Wednesday, January 21, 2015

An Ever So Costly Leftness Every Time, Thankyouverymuch

There is this mindset that I have never trusted. It freaks me out, in fact. I reject it pretty darn consistently whenever it waves its 50% off sign in front of me. I just don't buy it.

I don't buy rightness.

It makes me ever so nervous when people are so entirely convinced that they are ever so right and are unbearably plagued by all the people being so wrong. ("Stupid" often replacing "wrong.") It's not that I don't believe in black and white, and all I can see is grey. It's just that... I believe in black AND white. And I tend to think that everybody has got a point worth listening to as long as they've got a pulse (or a diary if they're dead).

Sure, I don't agree with every point I hear... but I enjoy trying to understand how it came about. In that person's mind. And then, if I can succeed, it might not sound quite so "stupid." At least the person won't, even if their point is. Maybe they don't understand logic. Maybe they have a mental health condition. Maybe they are inebriated.

Unfortunately, I did happen to buy rightness on a recent occasion. What can I say? It was 90% off. Everybody was doing it. Ok, so I may have bought a LOT of it. I went all in. And I was completely accurate in my original conviction that It. Is. Not. Worth. The. Discount. Being smug and self-righteous, feeling superior and disdainful, rolling eyes and chilling the shoulders... this is all rotten through and through. It's stinky and rotten and I simply don't understand how it can be so damn popular.

So I have since returned my purchase. But the nasty leftover filth is difficult to clean up. Apologies seem to be worthless to people who have been wronged by rightness. I'm committed to trying to understand that now, though. I refuse entertain the conviction that someone who would reject a sincere apology is "stupid." I can pretty easily understand that decision. I get it. I just wish I could be getting it at someone else's expense rather than my own.

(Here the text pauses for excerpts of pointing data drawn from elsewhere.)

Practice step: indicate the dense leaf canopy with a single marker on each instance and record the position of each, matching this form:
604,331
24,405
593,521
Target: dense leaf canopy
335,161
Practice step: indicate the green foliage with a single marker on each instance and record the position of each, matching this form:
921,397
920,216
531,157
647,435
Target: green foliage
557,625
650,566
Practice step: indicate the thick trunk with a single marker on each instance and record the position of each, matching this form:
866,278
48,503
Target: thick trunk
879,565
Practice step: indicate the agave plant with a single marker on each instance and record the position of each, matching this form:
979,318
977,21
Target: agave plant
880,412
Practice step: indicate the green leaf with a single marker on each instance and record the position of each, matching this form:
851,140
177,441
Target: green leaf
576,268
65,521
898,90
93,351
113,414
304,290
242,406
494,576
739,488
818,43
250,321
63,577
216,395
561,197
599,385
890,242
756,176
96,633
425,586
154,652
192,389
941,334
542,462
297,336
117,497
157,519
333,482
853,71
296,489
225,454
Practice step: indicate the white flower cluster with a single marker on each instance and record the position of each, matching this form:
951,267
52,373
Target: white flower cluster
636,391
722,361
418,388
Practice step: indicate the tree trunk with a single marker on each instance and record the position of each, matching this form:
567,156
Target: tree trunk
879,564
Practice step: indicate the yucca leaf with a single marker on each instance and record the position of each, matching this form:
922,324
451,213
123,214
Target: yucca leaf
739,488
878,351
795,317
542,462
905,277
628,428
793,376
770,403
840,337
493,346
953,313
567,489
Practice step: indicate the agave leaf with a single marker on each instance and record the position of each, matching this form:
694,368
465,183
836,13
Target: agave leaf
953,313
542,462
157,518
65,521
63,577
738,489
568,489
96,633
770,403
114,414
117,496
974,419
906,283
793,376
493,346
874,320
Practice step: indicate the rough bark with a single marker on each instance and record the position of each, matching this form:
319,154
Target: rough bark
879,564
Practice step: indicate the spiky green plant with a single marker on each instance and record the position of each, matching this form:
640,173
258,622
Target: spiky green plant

But, more importantly than my own self-preservation, I feel grateful for the love of a God who uses my shitty decisions to deepen my understanding of his grace, and the grace He expects of me. I prefer to feel ALIVE in response to lovely things, but pain and epiphany sure do seem to do the trick every time. So I pray tonight, for my brokenness and for the broken relationships that break my heart: Come Lord Jesus Come.